The trio warned that while Obama came into office wanting to end the Bush wars, wars cannot be stopped just because a politician says they must end.
“The President appears to have learned nothing from the damage done by his previous withdrawal announcements in Afghanistan and his disastrous decision to withdraw all U.S. forces from Iraq,” they said. “Today’s announcement will embolden our enemies and discourage our partners in Afghanistan and the region. And regardless of anything the President says tomorrow at West Point, his decision on Afghanistan will fuel the growing perception worldwide that America is unreliable, distracted, and unwilling to lead.”

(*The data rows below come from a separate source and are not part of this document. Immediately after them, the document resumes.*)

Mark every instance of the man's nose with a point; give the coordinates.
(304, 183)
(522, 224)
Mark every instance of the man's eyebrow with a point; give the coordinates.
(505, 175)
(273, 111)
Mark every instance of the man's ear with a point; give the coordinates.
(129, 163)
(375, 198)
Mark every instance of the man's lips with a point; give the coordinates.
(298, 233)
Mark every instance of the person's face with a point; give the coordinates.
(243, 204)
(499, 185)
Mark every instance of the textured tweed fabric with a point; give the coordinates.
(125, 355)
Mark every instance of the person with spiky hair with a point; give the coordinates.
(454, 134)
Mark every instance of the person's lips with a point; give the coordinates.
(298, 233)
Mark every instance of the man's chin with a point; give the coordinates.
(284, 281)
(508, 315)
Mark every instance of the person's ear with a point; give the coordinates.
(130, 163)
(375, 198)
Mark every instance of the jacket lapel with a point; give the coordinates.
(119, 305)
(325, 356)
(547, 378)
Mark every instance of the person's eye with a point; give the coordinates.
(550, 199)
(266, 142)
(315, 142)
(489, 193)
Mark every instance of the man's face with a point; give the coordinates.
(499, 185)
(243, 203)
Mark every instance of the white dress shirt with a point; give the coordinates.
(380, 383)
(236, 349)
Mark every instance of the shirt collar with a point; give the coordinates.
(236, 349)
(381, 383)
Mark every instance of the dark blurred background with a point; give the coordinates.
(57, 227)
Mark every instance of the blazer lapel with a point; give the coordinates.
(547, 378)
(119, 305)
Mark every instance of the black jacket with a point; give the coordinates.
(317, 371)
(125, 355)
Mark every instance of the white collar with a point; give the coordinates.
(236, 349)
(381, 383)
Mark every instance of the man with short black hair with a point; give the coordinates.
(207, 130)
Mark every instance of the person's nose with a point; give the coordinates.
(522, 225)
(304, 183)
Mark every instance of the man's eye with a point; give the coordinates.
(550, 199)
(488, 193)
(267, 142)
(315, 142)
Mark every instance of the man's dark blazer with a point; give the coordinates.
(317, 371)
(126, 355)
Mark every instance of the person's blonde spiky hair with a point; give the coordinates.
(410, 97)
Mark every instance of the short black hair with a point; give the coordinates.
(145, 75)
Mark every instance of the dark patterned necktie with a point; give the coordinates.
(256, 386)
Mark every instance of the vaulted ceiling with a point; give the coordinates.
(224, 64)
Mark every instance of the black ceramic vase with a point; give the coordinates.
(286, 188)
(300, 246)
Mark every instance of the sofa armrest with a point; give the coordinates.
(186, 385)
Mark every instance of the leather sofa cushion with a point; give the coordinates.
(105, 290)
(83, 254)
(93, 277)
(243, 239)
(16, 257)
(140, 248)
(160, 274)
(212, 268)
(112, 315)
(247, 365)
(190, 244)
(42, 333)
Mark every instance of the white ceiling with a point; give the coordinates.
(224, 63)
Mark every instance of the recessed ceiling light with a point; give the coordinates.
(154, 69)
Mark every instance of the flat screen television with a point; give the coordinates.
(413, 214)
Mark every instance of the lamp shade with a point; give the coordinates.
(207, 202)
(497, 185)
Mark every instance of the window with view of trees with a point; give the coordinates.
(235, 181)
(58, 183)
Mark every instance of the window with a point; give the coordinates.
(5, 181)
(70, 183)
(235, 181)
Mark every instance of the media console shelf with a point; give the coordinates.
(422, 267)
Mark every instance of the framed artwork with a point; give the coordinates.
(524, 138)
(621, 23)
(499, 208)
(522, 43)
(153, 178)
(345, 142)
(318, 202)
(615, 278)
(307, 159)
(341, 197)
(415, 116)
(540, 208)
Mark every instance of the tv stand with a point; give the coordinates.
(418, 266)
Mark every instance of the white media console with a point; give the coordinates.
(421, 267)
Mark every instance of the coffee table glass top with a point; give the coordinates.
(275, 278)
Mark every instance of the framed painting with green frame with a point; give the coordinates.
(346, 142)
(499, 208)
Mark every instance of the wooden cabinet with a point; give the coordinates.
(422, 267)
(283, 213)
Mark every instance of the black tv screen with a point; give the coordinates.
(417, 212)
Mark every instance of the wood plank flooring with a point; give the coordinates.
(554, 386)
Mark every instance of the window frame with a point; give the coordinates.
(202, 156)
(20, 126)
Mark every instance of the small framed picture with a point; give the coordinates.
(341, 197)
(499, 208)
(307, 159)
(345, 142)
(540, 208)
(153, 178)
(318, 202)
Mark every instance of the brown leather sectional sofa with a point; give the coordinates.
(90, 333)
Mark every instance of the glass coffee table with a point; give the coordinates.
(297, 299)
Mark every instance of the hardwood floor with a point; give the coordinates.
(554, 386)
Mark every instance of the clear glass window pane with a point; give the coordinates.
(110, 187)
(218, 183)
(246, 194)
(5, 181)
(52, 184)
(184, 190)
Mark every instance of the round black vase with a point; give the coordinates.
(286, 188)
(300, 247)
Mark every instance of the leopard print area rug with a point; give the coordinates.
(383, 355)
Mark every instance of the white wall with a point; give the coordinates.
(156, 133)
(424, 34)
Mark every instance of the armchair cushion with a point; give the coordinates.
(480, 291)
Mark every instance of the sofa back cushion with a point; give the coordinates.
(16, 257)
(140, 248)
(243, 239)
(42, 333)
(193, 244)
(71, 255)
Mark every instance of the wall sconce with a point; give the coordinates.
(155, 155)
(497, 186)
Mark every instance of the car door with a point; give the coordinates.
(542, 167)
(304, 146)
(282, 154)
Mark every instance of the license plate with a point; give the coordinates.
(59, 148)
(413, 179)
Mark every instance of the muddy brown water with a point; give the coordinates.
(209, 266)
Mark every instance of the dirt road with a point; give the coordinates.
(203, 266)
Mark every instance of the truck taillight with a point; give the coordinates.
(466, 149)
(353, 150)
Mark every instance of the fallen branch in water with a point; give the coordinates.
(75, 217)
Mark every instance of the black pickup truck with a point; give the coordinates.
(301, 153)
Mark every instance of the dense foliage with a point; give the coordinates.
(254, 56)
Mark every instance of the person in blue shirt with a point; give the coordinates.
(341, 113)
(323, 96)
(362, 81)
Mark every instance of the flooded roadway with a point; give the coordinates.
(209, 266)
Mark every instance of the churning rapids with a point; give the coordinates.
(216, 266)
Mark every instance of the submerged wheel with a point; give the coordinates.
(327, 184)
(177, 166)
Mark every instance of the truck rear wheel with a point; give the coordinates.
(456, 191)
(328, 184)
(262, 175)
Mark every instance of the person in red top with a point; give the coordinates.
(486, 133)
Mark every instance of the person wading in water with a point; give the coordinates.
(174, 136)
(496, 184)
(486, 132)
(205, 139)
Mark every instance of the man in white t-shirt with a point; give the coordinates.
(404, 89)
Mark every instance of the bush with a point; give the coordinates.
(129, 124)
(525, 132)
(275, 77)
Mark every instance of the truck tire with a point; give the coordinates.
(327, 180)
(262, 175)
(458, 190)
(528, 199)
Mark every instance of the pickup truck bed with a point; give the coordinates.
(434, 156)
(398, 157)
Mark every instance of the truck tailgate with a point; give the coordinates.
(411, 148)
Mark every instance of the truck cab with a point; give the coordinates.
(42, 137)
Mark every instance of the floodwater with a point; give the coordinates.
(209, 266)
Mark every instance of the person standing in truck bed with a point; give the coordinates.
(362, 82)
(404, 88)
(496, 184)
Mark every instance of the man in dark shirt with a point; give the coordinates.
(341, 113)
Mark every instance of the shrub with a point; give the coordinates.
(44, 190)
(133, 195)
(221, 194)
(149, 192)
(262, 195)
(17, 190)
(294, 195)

According to McCain, Graham, and Ayotte, instead of withdrawal the administration should have looked to incorporate a limited assistance mission to aid the Afghan Security Forces bring about a “negotiated end to the conflict.”
“The achievement of this goal, and the withdrawal of U.S. troops in Afghanistan, should be determined by conditions on the ground, not by the President’s concern for his legacy,” the threesome charged.
“All wars end. The question is how they end. The war in Iraq has ended in tragedy,” they continued. “And it is difficult to see how we can succeed in Afghanistan when the President tells our enemies that our troops will leave by a date certain whether they have achieved our goals or not.”
House Armed Services Committee Chairman Buck McKeon (R-CA) also criticized the president for taking a politics over strategy approach to the end of the conflict in Afghanistan, but did sound a positive note that the administration met the military’s request for forces in Afghanistan.
“[H]olding this mission to an arbitrary egg-timer doesn’t make a lick of sense strategically,” he said. “Does the President seek to replicate his mistakes in Iraq where he abandoned the region to chaos and failed to forge a real security partnership? We are in Afghanistan because it was the spawning ground of al-Qaeda and the devastating attack on American soil. Those threats still exist. We leave when the Afghans can manage that threat, rather than on convenient political deadlines that favor poll numbers over our security.”
House Speaker John Boehner noted that the “most potentially damaging and completely avoidable is quitting just short of the goal line” but added that he is pleased the level of forces meets what the military has requested.
“It has been my long-standing position that input from our commanders about the conditions on the ground should dictate troop decisions, and not an arbitrary number from Washington,” Boehner said in a statement. “I am pleased that today’s decision supports our military’s request for forces, but I look forward to hearing more specifics on how the proposed troop number will adequately cover the defined missions as well as provide appropriate force protection for our military and civilian personnel.”
According to Obama, however, who made his announcement Tuesday in the Rose Garden, the plan is “a responsible end” to the longest war in U.S. history, which began in 2001.
“The bottom line is, it’s time to turn the page on more than a decade in which so much of our foreign policy was focused on the wars in Afghanistan and Iraq,” Obama said. “When I took office, we had nearly 180,000 troops in harm’s way. By the end of this year, we will have less than 10,000. In addition to bringing our troops home, this new chapter in American foreign policy will allow us to redirect some of the resources saved by ending these wars to respond more nimbly to the changing threat of terrorism, while addressing a broader set of priorities around the globe.”